Le parole di Marianna Cappellina

“Il restauro della locomotiva storica di Brescia ha rappresentato un intervento tecnico e metodologico complesso, fondato sul riconoscimento del valore culturale del bene – queste le parole della dott.ssa Marianna Cappellina del Museo Nazionale della scienza e tecnologia Leonardo Da Vinci di Milano –  Non un semplice “recupero estetico”, ma un atto consapevole di conservazione scientifica applicata a un oggetto tecnico-industriale. L’approccio ha trasferito i principi del restauro “artistico” — reversibilità, minima invasività, riconoscibilità — al contesto dei beni tecnico-scientifici. Si è evitata la sostituzione arbitraria: ad esempio, le lastre metalliche non sono state raddrizzate ma integrate, i perni ricostruiti con fedeltà, le vernici selezionate per equilibrio tra resa estetica storica e durabilità contemporanea. Ogni intervento è stato documentato e calibrato, incluse le strutture interne reversibili come le reti metalliche o la vasca posteriore di raccolta acqua.

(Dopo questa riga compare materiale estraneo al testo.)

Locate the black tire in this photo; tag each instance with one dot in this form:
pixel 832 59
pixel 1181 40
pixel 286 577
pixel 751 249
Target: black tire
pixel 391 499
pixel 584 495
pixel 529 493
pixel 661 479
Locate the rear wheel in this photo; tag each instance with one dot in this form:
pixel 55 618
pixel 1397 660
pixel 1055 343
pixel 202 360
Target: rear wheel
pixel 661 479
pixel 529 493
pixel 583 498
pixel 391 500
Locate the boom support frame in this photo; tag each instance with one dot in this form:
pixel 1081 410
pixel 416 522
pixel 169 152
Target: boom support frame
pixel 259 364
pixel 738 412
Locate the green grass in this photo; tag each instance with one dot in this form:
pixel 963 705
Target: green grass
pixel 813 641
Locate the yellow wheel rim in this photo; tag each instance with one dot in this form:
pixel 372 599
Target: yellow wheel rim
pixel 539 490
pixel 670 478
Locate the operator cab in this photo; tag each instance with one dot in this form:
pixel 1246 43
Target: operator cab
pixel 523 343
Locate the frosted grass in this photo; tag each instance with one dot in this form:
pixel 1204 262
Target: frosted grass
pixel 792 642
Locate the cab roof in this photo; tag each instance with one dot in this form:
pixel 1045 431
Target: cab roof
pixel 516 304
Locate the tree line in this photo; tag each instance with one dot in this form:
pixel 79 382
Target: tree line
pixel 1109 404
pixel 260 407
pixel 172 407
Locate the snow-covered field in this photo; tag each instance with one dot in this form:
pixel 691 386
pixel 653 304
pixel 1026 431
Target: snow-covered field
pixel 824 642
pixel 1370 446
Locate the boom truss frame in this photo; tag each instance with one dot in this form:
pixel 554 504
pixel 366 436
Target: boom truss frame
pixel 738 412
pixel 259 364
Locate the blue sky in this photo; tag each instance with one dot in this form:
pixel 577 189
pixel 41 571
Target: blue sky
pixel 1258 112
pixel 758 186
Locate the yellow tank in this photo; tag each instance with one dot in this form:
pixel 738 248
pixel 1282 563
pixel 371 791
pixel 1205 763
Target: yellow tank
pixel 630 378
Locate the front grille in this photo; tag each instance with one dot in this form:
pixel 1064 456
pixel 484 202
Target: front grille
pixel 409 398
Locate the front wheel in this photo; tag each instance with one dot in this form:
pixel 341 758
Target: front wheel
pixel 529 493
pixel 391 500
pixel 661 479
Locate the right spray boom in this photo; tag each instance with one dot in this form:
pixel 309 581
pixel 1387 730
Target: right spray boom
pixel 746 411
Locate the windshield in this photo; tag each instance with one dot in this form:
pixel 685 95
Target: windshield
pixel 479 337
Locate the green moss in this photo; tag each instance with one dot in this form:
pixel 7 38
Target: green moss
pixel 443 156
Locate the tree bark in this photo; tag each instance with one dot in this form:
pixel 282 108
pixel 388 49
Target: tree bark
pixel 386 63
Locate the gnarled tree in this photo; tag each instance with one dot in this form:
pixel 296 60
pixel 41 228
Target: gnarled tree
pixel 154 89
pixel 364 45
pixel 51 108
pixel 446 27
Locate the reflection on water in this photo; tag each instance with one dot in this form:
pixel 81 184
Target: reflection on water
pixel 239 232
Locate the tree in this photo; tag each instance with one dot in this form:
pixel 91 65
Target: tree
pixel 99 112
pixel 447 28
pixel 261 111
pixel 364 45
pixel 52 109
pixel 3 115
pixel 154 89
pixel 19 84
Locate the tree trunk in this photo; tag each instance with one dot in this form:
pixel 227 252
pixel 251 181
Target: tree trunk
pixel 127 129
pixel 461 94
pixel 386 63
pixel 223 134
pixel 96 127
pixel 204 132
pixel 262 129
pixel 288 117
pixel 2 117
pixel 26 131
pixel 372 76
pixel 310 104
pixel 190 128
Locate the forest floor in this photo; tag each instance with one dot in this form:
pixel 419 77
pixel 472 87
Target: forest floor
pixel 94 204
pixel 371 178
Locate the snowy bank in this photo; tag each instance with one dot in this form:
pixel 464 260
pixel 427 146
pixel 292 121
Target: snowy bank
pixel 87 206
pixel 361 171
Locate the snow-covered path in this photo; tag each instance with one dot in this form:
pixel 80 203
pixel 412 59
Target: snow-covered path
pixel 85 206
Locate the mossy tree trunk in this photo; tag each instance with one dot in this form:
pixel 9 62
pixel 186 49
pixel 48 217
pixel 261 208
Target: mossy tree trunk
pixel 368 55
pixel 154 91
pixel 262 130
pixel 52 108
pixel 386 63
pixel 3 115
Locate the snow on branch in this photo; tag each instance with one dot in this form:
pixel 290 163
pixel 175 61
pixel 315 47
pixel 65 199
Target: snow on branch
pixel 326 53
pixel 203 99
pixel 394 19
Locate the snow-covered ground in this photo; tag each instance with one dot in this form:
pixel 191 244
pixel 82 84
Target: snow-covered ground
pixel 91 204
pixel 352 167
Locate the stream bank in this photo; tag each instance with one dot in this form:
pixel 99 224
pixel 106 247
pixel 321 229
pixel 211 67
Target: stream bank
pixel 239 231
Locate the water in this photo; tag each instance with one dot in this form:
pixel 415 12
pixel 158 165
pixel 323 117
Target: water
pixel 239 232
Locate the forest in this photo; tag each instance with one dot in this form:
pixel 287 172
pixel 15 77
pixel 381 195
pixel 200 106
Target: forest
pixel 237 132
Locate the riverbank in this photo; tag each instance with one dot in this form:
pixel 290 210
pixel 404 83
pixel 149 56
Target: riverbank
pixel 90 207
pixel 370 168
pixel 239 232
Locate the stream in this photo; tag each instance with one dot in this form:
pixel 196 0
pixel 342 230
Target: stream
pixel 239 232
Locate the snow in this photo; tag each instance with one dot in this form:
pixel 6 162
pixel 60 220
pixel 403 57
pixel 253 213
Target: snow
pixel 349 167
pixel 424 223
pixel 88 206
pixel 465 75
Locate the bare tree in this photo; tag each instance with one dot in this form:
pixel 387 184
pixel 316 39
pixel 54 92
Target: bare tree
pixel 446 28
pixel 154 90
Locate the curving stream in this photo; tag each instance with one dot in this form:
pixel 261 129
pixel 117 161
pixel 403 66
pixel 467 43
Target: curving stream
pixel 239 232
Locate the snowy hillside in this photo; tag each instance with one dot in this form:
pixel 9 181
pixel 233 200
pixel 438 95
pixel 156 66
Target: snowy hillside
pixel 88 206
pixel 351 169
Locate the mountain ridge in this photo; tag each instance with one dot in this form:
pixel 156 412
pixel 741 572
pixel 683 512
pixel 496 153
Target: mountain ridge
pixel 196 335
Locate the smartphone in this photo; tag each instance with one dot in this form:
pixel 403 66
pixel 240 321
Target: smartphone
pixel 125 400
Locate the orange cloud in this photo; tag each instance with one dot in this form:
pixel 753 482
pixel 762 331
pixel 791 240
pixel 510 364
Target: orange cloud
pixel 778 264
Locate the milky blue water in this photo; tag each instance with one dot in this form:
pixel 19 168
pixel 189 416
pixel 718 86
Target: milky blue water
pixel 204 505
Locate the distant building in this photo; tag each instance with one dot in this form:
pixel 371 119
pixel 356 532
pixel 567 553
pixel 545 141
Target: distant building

Il progetto metodologico, richiesto dalla Soprintendenza e sviluppato nell’ambito delle azioni dell’Osservatorio sul Patrimonio Scientifico e Tecnologico del Museo Nazionale della Scienza e della Tecnologia, ha evidenziato l’importanza di un dialogo interdisciplinare tra tecnici, storici e progettisti, e ha reso la locomotiva un documento vivo della storia della tecnica e dell’identità collettiva urbana”.